Он замолчал, а Филипп бесконечно прокручивал в голове сказанное, пока не засыпал под неизменное скрипучее шуршание, шелест и хруст.

— Айола?! — сквозь дрему расслышал он Лисовина.

Это еще кто?

— Я же просила тебя не называть меня по имени, — проворчала Плеть.

— Ты не ответила.

— Благодарность — бесполезная штука, Лисенок. Я предпочитаю нечто существенней слов. Жизнь за жизнь, ты знаешь.

— Я знаю. И я обещал вернуть тебе долг. Но я не убийца, а вор.

— Я и не прошу тебя убивать. В этот раз нужно найти кое-кого.

— Чтобы ты его убила?

— Нет, — жестко проговорила она. — У меня есть дочь. Отыщи ее и приведи ко мне.

— Почему не займешься сама?

— Во-первых, ты достанешь что и кого угодно даже на том свете. Во-вторых, мне нельзя возвращаться в Сенторию. А моя дочь в Риу.

— Нет. Только не в Империю.

— Тогда проваливай прямо сейчас. И приятеля своего забирай.

— Я уйду, но помоги ему. Он будет твоим должником.

— Ну, нет. Выметайтесь оба. Вперед!

Громкий стук распахнувшейся двери заставил невольно вздрогнуть. Ураганный ветер ворвался в дом и сорвал с Филиппа тартан.

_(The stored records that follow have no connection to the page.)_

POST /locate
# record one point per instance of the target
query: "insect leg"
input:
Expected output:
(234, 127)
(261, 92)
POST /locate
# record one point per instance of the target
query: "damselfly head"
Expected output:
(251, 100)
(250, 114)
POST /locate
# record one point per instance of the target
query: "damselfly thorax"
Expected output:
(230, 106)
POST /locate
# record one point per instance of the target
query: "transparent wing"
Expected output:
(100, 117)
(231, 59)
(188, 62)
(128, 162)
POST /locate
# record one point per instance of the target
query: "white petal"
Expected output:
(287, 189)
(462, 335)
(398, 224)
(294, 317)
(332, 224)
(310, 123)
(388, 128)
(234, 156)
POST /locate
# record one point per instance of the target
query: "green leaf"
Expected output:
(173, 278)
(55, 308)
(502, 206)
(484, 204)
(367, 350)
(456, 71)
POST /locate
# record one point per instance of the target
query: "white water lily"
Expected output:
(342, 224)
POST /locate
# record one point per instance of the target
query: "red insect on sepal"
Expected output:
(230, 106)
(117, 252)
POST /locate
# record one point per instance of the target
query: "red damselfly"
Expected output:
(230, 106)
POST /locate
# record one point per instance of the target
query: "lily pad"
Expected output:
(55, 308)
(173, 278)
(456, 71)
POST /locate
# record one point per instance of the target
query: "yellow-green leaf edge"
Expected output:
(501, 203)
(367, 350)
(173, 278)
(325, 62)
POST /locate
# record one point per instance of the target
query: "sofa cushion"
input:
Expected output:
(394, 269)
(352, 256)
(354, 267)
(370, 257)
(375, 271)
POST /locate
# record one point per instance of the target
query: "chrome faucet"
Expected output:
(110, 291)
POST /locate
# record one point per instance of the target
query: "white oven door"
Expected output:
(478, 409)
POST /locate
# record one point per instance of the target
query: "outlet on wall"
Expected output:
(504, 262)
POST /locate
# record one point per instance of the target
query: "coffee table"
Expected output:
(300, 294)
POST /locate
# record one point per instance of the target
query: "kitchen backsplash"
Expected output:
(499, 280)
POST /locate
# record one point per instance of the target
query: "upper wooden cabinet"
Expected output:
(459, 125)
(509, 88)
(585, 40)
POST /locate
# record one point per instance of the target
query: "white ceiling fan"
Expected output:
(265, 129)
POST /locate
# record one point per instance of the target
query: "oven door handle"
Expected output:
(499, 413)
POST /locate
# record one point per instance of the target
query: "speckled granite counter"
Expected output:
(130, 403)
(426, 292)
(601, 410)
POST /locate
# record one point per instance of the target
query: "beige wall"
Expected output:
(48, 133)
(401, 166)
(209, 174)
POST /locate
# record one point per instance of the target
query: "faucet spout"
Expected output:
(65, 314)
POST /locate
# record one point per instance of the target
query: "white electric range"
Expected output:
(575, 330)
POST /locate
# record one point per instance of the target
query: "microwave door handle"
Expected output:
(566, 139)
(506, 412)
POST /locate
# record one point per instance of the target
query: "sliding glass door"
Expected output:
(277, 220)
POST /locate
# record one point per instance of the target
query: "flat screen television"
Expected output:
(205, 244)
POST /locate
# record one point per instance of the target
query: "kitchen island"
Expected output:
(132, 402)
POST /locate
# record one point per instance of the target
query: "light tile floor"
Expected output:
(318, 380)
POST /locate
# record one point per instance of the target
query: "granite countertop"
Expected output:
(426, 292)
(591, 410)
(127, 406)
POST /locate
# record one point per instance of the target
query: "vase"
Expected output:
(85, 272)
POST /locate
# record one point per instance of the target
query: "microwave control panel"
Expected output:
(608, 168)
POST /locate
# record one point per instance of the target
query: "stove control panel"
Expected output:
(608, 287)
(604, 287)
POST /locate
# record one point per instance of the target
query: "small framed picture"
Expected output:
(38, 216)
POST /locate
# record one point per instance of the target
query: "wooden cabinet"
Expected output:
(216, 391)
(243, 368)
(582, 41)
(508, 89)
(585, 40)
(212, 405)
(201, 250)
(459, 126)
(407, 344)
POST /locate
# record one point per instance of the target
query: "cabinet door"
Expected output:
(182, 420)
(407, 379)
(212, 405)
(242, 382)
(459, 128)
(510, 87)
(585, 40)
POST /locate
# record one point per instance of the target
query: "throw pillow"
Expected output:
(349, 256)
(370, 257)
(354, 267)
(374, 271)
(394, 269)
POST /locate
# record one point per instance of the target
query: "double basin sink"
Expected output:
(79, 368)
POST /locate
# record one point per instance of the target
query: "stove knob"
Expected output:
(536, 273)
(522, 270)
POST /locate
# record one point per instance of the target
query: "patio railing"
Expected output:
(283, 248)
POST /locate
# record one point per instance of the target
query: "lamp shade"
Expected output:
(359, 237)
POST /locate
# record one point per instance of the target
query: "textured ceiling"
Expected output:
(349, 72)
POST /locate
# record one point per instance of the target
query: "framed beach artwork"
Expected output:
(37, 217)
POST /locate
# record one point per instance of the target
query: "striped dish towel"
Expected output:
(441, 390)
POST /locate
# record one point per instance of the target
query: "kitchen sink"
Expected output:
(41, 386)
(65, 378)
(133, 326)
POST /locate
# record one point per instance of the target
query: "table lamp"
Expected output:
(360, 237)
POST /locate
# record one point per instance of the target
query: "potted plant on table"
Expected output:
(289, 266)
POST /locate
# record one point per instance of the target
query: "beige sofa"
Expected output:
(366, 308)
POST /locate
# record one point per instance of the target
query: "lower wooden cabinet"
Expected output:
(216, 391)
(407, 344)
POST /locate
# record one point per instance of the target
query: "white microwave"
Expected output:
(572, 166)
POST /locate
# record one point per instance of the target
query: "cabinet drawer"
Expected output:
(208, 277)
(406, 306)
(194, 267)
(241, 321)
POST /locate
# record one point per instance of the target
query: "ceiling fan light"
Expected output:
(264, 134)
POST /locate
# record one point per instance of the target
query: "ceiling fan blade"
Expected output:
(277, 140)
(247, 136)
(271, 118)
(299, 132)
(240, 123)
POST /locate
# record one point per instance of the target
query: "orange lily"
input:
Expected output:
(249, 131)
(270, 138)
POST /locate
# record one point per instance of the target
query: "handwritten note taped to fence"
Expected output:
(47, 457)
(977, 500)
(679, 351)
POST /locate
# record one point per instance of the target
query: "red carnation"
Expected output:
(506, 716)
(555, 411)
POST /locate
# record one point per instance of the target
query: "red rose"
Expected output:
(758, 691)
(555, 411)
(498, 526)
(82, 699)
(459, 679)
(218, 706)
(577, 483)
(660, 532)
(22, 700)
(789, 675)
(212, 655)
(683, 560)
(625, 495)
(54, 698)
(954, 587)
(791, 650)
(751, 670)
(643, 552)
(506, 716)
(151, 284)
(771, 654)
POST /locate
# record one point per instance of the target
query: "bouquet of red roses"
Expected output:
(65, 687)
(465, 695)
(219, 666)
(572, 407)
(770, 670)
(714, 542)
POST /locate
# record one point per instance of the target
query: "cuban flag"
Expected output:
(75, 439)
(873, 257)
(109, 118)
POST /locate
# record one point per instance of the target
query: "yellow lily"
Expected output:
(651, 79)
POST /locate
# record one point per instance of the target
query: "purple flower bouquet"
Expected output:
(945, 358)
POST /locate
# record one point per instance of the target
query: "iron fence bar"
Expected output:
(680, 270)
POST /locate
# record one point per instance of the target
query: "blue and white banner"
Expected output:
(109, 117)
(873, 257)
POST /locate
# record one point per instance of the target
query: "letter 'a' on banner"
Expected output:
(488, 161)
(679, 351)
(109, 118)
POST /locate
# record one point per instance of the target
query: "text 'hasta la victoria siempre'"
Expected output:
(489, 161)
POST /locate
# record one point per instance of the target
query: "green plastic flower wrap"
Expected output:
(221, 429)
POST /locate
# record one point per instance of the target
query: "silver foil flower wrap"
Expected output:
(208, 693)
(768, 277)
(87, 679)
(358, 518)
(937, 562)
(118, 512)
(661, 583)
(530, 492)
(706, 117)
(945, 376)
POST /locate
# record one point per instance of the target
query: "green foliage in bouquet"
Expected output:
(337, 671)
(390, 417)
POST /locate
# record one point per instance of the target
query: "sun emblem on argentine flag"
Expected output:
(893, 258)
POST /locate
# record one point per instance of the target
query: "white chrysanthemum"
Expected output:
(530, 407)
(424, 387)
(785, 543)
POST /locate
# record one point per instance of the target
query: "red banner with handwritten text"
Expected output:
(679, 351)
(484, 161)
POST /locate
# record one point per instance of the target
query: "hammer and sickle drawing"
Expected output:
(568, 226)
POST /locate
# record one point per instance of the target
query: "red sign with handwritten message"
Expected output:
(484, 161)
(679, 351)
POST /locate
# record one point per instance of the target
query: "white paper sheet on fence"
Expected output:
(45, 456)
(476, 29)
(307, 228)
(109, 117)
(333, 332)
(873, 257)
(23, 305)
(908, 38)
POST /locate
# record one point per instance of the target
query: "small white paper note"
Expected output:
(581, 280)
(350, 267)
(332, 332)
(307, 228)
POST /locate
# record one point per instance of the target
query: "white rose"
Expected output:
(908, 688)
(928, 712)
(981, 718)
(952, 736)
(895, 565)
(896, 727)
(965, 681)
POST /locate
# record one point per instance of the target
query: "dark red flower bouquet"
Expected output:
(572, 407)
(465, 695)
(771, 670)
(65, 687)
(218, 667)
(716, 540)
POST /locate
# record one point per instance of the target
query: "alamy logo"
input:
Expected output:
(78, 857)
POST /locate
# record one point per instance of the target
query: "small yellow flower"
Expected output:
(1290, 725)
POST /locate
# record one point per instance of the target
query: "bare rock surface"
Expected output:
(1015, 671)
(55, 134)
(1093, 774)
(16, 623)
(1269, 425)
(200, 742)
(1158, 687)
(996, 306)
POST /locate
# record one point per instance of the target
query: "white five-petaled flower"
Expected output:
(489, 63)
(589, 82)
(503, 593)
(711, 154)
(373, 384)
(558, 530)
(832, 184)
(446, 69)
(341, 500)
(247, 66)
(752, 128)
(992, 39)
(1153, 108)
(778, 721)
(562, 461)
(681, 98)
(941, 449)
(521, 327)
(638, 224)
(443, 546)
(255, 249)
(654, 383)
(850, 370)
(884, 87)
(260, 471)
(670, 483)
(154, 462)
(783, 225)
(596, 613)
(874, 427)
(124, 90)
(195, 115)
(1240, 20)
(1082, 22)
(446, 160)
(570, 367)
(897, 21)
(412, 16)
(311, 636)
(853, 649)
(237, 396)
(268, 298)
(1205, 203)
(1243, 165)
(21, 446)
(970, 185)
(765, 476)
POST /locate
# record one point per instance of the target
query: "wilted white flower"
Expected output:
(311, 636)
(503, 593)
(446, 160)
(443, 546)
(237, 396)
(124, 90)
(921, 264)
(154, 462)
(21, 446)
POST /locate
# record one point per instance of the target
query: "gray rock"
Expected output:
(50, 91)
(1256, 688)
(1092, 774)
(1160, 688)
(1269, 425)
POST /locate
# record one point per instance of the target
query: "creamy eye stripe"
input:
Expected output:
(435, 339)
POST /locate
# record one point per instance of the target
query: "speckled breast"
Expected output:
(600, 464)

Холод смешался с болью, и он застонал.

— Задница великана! Ладно! Я сделаю, что ты просишь! — промолвил Лисовин. — Я найду твою дочь.

Скрип и снова грохот. Ветер перестал бесноваться и разбрасывать вещи. Филиппу вернули тартан, и по телу разлилась волна тепла.

— Как ее зовут?

— Кенна.

Загрузка...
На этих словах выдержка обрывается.